The authors plod on into the home stretch, with absolutely no consideration of plot development, mounting suspense, or satisfying resolution. Venturing into the jungle toward the Black Castle (neither of them knowing that Fu Antos now wants them for different reasons), Striker and Dulce go about an Adam and Eve sort of life, living off the flora and fauna and enjoying one another’s company in the cheap showiness of nature. It gets more and more tedious and baffingly-lame when Striker, my friends, discovers that he has a gallstone!! Now Dulce must care for him, practically carrying Striker through the jungle, finding coca leaves (ie, cocaine) for him to chew on against the pain.

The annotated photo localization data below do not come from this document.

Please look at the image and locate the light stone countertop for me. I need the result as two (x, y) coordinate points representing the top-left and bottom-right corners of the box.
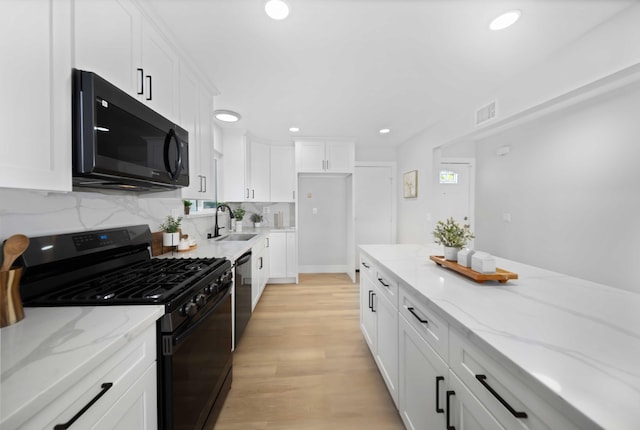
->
(156, 227), (295, 262)
(360, 244), (640, 430)
(0, 305), (164, 429)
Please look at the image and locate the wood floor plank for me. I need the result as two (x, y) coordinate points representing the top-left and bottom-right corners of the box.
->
(214, 274), (404, 429)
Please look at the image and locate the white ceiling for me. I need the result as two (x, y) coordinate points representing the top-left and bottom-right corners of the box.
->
(143, 0), (635, 147)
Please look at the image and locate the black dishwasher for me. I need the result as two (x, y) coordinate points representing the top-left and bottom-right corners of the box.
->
(234, 251), (252, 348)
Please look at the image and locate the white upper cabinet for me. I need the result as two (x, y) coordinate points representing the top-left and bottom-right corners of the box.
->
(73, 0), (141, 95)
(140, 19), (179, 120)
(246, 139), (270, 201)
(0, 0), (72, 192)
(74, 0), (178, 121)
(295, 140), (354, 173)
(270, 146), (295, 202)
(179, 66), (215, 200)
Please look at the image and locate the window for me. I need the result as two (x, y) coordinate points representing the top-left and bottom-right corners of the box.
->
(439, 170), (458, 184)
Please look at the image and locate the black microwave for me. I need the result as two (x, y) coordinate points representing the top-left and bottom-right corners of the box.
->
(72, 69), (189, 191)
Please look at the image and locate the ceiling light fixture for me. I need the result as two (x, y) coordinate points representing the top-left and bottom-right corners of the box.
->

The “climax” features a half-dead Striker who is somehow still able to pull off fancy judo moves on “jungle Indians” who attack them. These Indians turn out to be minions of Fu Antos, and in the snapshot-style finale Striker and Dulce are taken to the Black Castle. But Striker is by this point so screwed up that we only get elliptical rundowns of what ensues…Fu Antos coming at Striker with a sword, Dulce pleading for Striker’s life, and now Striker, the book cutting to present-tense in the final paragraph, alone on some “crude wooden craft” as it plies down the river, Striker at death’s door due to his gallstone, which needs to be operated on immediately. The end!!

One can’t blame Berkley Books for cancelling this series. One can’t also help but wonder what happened to the series. While the first three volumes were goofy fun, filled with the bell-bottom fury of ‘70s kung-fu, the fourth and fifth volumes jettisoned all of that, taking the series into unwelcome and uninteresting areas. Recurring characters from the first three novels were gone, replaced by deus ex machina ciphers. Apparently then the first three volumes comprised their own trilogy, and volumes four through six would comprise another; however the sixth volume never came to be…that is, for a few decades.

As mentioned above, in 2001 the authors self-published the material they’d written for this sixth volume, Curse Of The Ninja, and like a regular glutton for punishment I’ll of course be reading it.